The 2011 opening of the State Rooms had two special exhibits. The Royal Fabergé, a collection of over 100 masterpieces by Peter Carl Fabergé, the greatest Russian jeweler and golsmith of the early 20th century. The Royal Fabergé exhibit explored how six successive generations of the British Royal Family, from Queen Victoria to The Queen have shaped the finest collection of Fabergé in the world.

I found the collection of jewel encrusted Imperial Easter Eggs the most impressive in the lot. The Mosaic Egg is without a doubt one of the most sophisticated and extraordinary of Fabergé’s Imperial Easter Eggs.

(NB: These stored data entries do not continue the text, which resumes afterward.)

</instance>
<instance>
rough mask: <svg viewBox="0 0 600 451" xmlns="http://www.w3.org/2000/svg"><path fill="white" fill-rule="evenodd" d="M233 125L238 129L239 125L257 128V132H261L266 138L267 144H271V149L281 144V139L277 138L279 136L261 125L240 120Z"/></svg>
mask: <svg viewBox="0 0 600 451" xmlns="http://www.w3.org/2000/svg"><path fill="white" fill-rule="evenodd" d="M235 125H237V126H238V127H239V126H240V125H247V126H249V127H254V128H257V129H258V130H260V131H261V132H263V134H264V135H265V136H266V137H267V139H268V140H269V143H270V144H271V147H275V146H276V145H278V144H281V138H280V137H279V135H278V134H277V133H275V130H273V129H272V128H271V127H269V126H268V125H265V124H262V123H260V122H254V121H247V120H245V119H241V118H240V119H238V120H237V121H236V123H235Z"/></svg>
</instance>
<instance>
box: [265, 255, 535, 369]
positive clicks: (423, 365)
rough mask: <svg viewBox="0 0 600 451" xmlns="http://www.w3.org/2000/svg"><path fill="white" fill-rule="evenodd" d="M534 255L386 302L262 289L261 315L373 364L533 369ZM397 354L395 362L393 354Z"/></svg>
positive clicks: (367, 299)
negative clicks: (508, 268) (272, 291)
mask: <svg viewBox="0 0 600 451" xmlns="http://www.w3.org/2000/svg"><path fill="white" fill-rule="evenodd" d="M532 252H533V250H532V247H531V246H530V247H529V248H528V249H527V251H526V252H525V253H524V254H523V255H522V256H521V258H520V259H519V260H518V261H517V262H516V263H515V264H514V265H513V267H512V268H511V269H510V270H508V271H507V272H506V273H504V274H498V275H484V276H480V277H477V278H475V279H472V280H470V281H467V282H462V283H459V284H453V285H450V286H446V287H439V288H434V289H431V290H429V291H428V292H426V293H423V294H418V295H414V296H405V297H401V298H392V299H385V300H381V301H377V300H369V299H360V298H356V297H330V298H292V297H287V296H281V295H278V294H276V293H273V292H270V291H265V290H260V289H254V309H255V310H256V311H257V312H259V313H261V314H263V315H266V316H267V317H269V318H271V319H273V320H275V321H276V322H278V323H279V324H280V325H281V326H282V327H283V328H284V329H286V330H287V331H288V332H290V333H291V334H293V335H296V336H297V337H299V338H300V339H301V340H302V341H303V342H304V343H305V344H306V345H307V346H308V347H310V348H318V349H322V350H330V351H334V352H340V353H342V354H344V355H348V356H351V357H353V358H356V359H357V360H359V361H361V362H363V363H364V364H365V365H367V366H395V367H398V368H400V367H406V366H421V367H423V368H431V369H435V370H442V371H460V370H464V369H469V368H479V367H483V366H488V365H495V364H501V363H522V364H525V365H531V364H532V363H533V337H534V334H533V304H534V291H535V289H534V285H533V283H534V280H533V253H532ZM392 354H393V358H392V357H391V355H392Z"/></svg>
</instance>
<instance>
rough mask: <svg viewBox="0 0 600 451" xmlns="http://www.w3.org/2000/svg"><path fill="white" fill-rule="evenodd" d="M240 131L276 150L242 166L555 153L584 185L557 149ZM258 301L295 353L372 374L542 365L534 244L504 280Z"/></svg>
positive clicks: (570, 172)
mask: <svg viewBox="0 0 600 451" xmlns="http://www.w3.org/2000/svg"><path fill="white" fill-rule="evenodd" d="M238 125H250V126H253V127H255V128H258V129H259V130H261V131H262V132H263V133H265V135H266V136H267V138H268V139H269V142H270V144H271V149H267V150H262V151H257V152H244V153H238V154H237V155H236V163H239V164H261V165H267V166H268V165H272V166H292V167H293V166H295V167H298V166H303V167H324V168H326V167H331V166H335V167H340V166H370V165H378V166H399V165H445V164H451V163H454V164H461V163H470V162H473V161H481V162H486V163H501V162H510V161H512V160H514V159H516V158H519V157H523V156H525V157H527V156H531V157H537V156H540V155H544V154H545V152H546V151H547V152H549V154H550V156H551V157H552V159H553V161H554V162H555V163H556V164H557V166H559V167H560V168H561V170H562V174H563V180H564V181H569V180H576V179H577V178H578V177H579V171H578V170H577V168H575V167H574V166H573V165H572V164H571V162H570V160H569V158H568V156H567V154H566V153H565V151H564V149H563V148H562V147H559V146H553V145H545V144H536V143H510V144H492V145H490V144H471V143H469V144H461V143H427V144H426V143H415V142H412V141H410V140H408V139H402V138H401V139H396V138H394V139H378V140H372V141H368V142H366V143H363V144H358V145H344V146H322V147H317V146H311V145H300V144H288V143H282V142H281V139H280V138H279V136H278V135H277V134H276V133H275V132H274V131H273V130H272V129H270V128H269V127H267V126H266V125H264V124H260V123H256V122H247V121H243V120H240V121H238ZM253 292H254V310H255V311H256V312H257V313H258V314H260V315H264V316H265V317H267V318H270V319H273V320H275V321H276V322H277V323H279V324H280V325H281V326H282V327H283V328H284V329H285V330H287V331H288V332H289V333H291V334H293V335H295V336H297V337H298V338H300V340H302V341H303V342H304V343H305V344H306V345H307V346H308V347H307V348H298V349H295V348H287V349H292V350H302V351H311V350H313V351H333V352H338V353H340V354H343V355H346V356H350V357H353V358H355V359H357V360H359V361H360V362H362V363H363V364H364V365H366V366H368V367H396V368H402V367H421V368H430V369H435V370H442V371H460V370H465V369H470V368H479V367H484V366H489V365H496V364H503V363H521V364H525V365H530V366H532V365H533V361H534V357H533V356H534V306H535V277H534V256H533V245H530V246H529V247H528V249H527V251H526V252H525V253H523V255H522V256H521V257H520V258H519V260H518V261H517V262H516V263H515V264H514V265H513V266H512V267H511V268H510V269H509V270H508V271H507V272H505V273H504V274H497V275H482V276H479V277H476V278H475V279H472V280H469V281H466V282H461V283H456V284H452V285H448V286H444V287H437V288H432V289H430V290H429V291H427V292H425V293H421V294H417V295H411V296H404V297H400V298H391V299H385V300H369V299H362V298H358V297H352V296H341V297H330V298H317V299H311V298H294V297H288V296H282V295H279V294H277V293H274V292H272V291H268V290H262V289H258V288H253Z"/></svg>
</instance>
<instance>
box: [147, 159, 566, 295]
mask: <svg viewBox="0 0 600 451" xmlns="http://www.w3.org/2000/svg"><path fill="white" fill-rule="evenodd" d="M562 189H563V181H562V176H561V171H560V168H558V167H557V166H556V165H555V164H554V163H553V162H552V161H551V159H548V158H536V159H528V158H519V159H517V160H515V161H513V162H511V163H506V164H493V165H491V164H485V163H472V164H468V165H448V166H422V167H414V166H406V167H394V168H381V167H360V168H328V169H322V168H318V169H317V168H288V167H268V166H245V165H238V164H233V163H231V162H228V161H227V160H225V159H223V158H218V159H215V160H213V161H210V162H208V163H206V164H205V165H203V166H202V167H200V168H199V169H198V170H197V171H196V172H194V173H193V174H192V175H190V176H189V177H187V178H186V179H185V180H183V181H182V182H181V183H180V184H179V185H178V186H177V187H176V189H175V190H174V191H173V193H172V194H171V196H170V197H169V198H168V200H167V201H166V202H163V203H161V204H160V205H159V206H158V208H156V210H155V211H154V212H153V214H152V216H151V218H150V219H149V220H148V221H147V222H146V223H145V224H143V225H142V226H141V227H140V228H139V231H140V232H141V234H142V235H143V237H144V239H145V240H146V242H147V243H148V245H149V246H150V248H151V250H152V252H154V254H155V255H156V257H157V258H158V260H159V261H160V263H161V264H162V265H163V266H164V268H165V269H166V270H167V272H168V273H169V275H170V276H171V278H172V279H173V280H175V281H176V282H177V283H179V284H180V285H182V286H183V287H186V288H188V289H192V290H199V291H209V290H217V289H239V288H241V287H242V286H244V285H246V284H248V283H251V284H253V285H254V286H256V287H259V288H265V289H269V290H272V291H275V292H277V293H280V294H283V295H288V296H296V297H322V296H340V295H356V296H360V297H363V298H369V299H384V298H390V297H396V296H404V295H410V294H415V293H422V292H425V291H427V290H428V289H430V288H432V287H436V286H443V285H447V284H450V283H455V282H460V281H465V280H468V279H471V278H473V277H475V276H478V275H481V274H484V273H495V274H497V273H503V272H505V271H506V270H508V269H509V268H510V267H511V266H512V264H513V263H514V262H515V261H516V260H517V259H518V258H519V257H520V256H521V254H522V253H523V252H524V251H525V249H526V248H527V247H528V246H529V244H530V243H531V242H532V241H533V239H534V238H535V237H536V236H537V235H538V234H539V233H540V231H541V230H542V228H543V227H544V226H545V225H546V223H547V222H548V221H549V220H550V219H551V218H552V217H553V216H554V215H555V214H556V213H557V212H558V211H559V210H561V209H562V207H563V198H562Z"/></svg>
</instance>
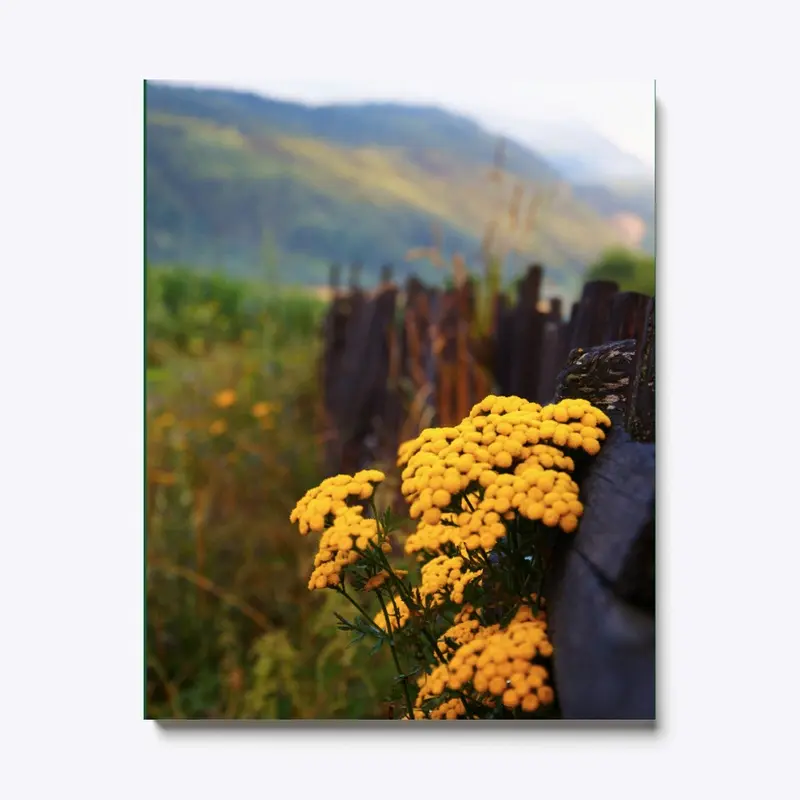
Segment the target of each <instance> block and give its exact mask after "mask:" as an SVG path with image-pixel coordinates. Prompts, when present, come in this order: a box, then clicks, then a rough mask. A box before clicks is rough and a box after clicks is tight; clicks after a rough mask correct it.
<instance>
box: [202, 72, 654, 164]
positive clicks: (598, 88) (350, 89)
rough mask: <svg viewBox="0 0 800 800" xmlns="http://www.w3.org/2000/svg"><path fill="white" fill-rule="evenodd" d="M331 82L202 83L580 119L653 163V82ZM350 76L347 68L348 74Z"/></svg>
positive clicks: (444, 106) (472, 76) (476, 115)
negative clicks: (589, 124)
mask: <svg viewBox="0 0 800 800" xmlns="http://www.w3.org/2000/svg"><path fill="white" fill-rule="evenodd" d="M330 71H331V75H329V76H328V77H327V78H326V79H325V80H317V79H315V78H311V77H308V78H306V77H303V78H290V77H288V76H282V77H281V78H280V79H278V78H276V79H275V80H273V81H270V80H259V79H248V80H241V79H231V80H211V81H207V80H203V81H196V82H197V83H202V84H203V85H215V86H228V87H231V88H237V89H247V90H250V91H255V92H258V93H261V94H266V95H270V96H273V97H282V98H286V99H297V100H303V101H306V102H311V103H325V102H346V101H361V100H395V101H401V102H418V103H435V104H437V105H441V106H444V107H446V108H449V109H451V110H454V111H460V112H462V113H466V114H469V115H471V116H477V117H478V118H480V119H481V120H482V121H484V122H486V123H487V124H492V123H504V122H513V123H515V127H517V128H519V127H520V125H521V126H522V127H524V126H525V125H526V124H527V123H531V124H534V123H536V122H537V121H542V120H548V121H555V120H569V119H577V120H581V121H584V122H587V123H589V124H590V125H591V126H592V127H593V128H594V129H595V130H597V131H598V132H599V133H601V134H603V135H604V136H606V137H607V138H608V139H610V140H611V141H612V142H614V144H616V145H617V146H618V147H619V148H620V149H621V150H624V151H626V152H628V153H630V154H631V155H634V156H636V157H638V158H639V159H641V160H642V161H643V162H644V163H645V164H647V165H648V166H652V165H653V164H654V163H655V155H654V152H655V92H654V83H653V81H652V80H640V81H569V82H566V81H558V82H556V81H540V82H538V83H537V82H533V81H525V82H523V81H519V80H516V81H515V80H507V79H494V80H489V79H484V80H482V81H481V80H477V81H476V80H475V79H474V76H469V77H467V76H459V74H458V73H453V74H451V75H449V76H444V75H442V76H428V77H427V79H426V80H425V82H424V85H423V84H422V83H421V82H420V80H419V77H417V78H416V79H415V78H414V76H412V75H411V74H409V75H408V76H407V77H404V75H403V74H402V73H394V74H390V75H387V74H386V73H383V74H382V75H380V77H378V76H371V75H370V71H369V70H364V69H362V70H359V71H358V72H352V71H350V74H349V75H346V74H337V67H336V62H333V63H332V64H331V70H330ZM343 73H344V71H343Z"/></svg>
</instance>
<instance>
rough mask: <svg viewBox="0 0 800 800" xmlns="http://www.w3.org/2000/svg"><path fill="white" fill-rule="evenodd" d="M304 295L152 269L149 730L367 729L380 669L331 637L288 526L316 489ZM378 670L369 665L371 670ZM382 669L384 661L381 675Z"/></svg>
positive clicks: (331, 599) (309, 302)
mask: <svg viewBox="0 0 800 800" xmlns="http://www.w3.org/2000/svg"><path fill="white" fill-rule="evenodd" d="M323 312H324V303H323V302H322V301H321V300H320V299H318V298H316V297H314V296H313V295H310V294H304V293H300V292H295V291H290V290H287V289H278V288H276V287H274V286H273V287H269V286H265V285H263V284H257V283H244V282H236V281H232V280H230V279H226V278H221V277H219V276H214V275H206V276H203V275H197V274H195V273H191V272H186V271H182V270H180V269H176V268H169V269H160V270H159V269H150V270H149V271H148V309H147V351H148V369H147V409H146V415H147V476H146V482H147V485H146V501H147V517H146V519H147V538H146V559H147V569H146V578H145V581H146V604H147V631H146V636H147V681H146V692H147V694H146V700H145V713H146V716H147V717H149V718H161V719H165V718H170V719H174V718H178V719H181V718H185V719H212V718H222V719H236V718H247V719H270V718H301V719H327V718H375V717H379V716H381V714H382V702H383V699H384V698H383V696H382V694H381V690H379V688H377V687H381V686H384V687H385V686H388V685H389V684H390V683H391V681H390V679H389V678H388V677H382V669H384V668H385V669H386V670H387V672H386V676H389V675H390V674H391V668H390V664H389V662H388V661H386V658H384V656H385V655H386V656H387V657H388V654H383V653H379V654H378V655H377V656H374V657H372V658H370V661H369V669H367V662H366V659H367V657H368V656H367V653H366V652H363V651H362V650H361V649H359V648H358V647H348V640H347V637H346V636H344V635H343V634H341V632H339V631H337V630H336V629H335V627H334V626H333V625H332V624H331V619H332V612H333V611H336V610H338V611H343V610H344V609H343V608H342V606H341V603H340V602H339V601H340V598H339V597H338V596H337V595H335V594H333V593H327V592H326V593H311V592H309V591H308V589H307V587H306V584H307V580H308V573H309V572H310V568H311V567H310V565H311V559H312V557H313V552H314V548H315V545H314V542H312V541H310V540H308V539H305V538H303V537H301V536H300V535H299V534H298V533H297V531H296V529H295V528H294V527H293V526H291V525H290V524H289V520H288V516H289V511H290V510H291V508H292V506H293V505H294V503H295V501H296V500H297V499H298V498H299V497H300V496H301V495H302V494H303V493H304V492H305V491H306V490H307V489H308V488H309V487H311V486H312V485H314V484H316V483H318V482H319V480H321V478H322V477H323V475H322V474H321V467H320V464H319V463H318V455H319V452H320V447H319V442H318V440H317V435H316V427H315V420H316V418H317V411H318V409H317V405H318V397H317V386H316V367H317V362H316V358H317V354H318V346H319V342H318V340H317V331H318V328H319V320H320V315H321V314H322V313H323ZM376 659H377V660H376ZM384 662H386V663H384Z"/></svg>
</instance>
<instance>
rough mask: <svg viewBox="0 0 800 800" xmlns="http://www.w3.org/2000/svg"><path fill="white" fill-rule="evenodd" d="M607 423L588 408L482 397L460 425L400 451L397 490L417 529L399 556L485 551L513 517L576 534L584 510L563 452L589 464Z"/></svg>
mask: <svg viewBox="0 0 800 800" xmlns="http://www.w3.org/2000/svg"><path fill="white" fill-rule="evenodd" d="M610 424H611V420H610V419H609V418H608V417H607V416H606V414H604V413H603V412H602V411H601V410H599V409H597V408H595V407H593V406H592V405H591V404H590V403H589V402H588V401H587V400H573V399H569V400H563V401H561V402H560V403H557V404H554V405H547V406H544V407H543V406H540V405H539V404H537V403H531V402H528V401H526V400H523V399H521V398H519V397H496V396H494V395H489V396H488V397H487V398H485V399H484V400H483V401H482V402H481V403H478V404H477V405H476V406H474V407H473V409H472V411H471V412H470V415H469V416H468V417H467V418H466V419H464V420H462V422H461V423H460V424H459V425H457V426H455V427H447V428H428V429H426V430H424V431H422V433H421V434H420V435H419V436H418V437H417V438H416V439H413V440H411V441H409V442H405V443H403V444H402V445H401V446H400V448H399V450H398V462H397V463H398V465H399V466H402V467H403V468H404V469H403V472H402V479H403V482H402V485H401V491H402V493H403V496H404V497H405V499H406V500H407V502H408V503H409V504H410V512H409V514H410V516H411V518H412V519H418V520H419V523H418V527H417V531H416V533H415V534H412V535H411V536H410V537H409V539H408V540H407V543H406V552H408V553H415V552H419V551H421V550H426V551H429V552H438V551H440V549H441V546H442V545H443V544H445V543H447V542H450V543H452V544H455V545H456V546H459V547H460V546H461V545H464V546H465V547H466V548H467V549H468V550H475V549H477V548H479V547H482V548H483V549H484V550H487V551H488V550H491V549H492V548H493V547H494V545H495V544H496V542H497V539H498V538H500V537H502V536H504V535H505V526H504V525H503V522H502V520H504V519H505V520H510V519H513V518H514V515H515V514H519V515H521V516H523V517H526V518H527V519H530V520H541V522H542V523H543V524H545V525H547V526H549V527H560V528H561V529H562V530H564V531H565V532H567V533H570V532H572V531H574V530H575V529H576V528H577V526H578V520H579V518H580V516H581V514H582V513H583V505H582V504H581V503H580V501H579V500H578V494H579V490H578V485H577V484H576V483H575V482H574V481H573V480H572V479H571V477H570V475H569V473H570V472H572V471H573V470H574V469H575V462H574V461H573V459H572V458H571V457H570V456H568V455H567V454H566V453H565V452H564V449H572V450H582V451H584V452H586V453H588V454H589V455H595V454H596V453H597V452H599V450H600V442H601V441H602V440H603V439H604V438H605V432H604V431H603V429H602V427H601V426H606V427H608V426H610ZM481 490H482V492H483V497H482V499H481V497H480V495H478V494H477V492H478V491H481ZM468 493H469V494H468ZM465 495H466V497H465ZM470 495H471V496H470ZM467 500H469V502H467Z"/></svg>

A special display of The Duchess of Cambridge's royal wedding dress, designed by Sarah Burton of Alexander McQueen. The dress is stunning and yet a bit ghostly as it is displayed in a low lit room on a headless mannequin. A short video plays of Sarah Burton explaining the construction of the dress.

Also on display are the diamond acorn earrings gifted to Duchess Kate by her parents, the Cartier Halo tiara loaned to her by The Queen, and a silk flower replica of her bridal bouquet.

The traditional fruitcake is also on display in the State Dining Room.

The tour of the State Rooms leaves through the Buckingham Palace Gardens. Stop at the cafe to snack on a miniature chocolate biscuit cake, a favorite of Prince William and also served at the Royal Wedding. A stroll through the Palace Gardens leads you by The Queen's private pond.